Quando se está a vender um bem ou um serviço a um cliente, que é, no final de contas, o que se faz quando se organiza um Torneio de Poker, temos que ter o maior respeito por esse mesmo cliente, temos que pensar na qualidade desse serviço, na satisfação desse cliente, nas condições que o nosso "estabelecimento" vai fornecer a quem nos entra pela porta adentro. E isso, apesar de tudo, ficou muito, mas muito aquém das expectativas. Houve pormenores inadmissíveis de "falta de vista", demasiadas situações resolvidas em cima do joelho; destacaria aqui apenas dois exemplos flagrantes:
– assisti no início do Torneio à procura desesperada por parte da organização de voluntários entre os jogadores para que servissem também de dealers nas respectivas mesas, já que havia mesas sem dealer disponível
– no dia 2, como já foi referido, as 9 mesas restantes tiveram lugar em dois Card Clubs distintos, localizados em lados opostos da mesma rua; só num deles existia relógio, tendo a organização que comunicar por telefone para a outra sala como estava o nível de blinds, quantos jogadores iam caindo, lugares nas mesas etc. Entre os dados desse relógio não constava a "stack" média. Aos jogadores que saíam, era comunicada a sua classificação final, informação essa que era frequentemente corrigida à posteriori, porque afinal um outro jogador tinha caído imediatamente antes ou depois.
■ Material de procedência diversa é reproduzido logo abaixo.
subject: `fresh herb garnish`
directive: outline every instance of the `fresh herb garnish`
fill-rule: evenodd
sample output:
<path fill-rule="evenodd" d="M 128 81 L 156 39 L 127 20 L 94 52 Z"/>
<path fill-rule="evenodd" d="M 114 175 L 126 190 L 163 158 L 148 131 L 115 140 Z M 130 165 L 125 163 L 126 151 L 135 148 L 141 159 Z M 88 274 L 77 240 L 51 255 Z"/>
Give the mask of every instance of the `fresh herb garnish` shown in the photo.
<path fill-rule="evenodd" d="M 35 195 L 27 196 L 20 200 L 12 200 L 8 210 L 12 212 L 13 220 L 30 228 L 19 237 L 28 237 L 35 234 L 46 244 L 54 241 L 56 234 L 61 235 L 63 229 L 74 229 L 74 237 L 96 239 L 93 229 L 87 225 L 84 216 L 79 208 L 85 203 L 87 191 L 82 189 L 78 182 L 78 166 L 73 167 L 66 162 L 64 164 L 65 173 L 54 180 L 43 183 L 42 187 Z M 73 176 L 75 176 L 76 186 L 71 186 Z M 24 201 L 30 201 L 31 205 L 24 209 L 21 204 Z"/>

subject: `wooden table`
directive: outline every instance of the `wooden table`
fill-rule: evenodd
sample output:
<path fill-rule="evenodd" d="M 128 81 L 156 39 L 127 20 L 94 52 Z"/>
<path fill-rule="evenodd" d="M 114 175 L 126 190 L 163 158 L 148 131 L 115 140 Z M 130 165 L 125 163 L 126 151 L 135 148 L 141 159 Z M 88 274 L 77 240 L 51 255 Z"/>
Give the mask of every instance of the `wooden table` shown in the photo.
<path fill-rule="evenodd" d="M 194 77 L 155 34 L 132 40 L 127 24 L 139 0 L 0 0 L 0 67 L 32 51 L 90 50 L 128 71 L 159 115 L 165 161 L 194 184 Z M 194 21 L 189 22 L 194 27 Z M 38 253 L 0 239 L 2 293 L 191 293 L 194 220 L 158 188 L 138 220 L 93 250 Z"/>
Hand per Hand’s jogadas à distância, nem sempre da forma mais "concertada"… Enfim, coisas que podem parecer pormenores apenas, mas que, facilmente se percebe, condicionarão por certo o desenrolar de um evento e a prestação de cada um, já para não falar de possíveis faltas à verdade desportiva, se é que me faço entender…

Cabe aqui, no entanto, uma palavra de apreço e felicitações a Stephen McLean, o Director do Torneio, sempre exacerbado de trabalho, mas que conseguiu, apesar de todas as dificuldades que, também ele, teve de enfrentar, levar o Torneio até ao fim.
Igualmente de destacar a simpatia, educação e disponibilidade dos restantes membros da Organização e da generalidade dos Irlandeses, acho que perdi a conta aos "Excuse me", "Please" e "Sorry" ‘s que me foram dirigidos. O mesmo já não poderei dizer da senhora que fazia a ligação entre a Organização e a casa patrocinadora do Torneio, mas isso são contas dum outro Rosário.

Em jeito de conclusão, se eu vou voltar a Dublin? Espero bem que sim
Se vou jogar a próxima edição do International Poker Open? Gostava, mas primeiro vou ter que ter a certeza que há uma evolução grande na qualidade do serviço que vou pagar.
Então afinal o que é que esteve mal no meio disto tudo? Eh pah, já o meu Avôzinho que Deus tem me dizia há muitos anos, "João, nunca dês passos maiores que as tuas pernas!"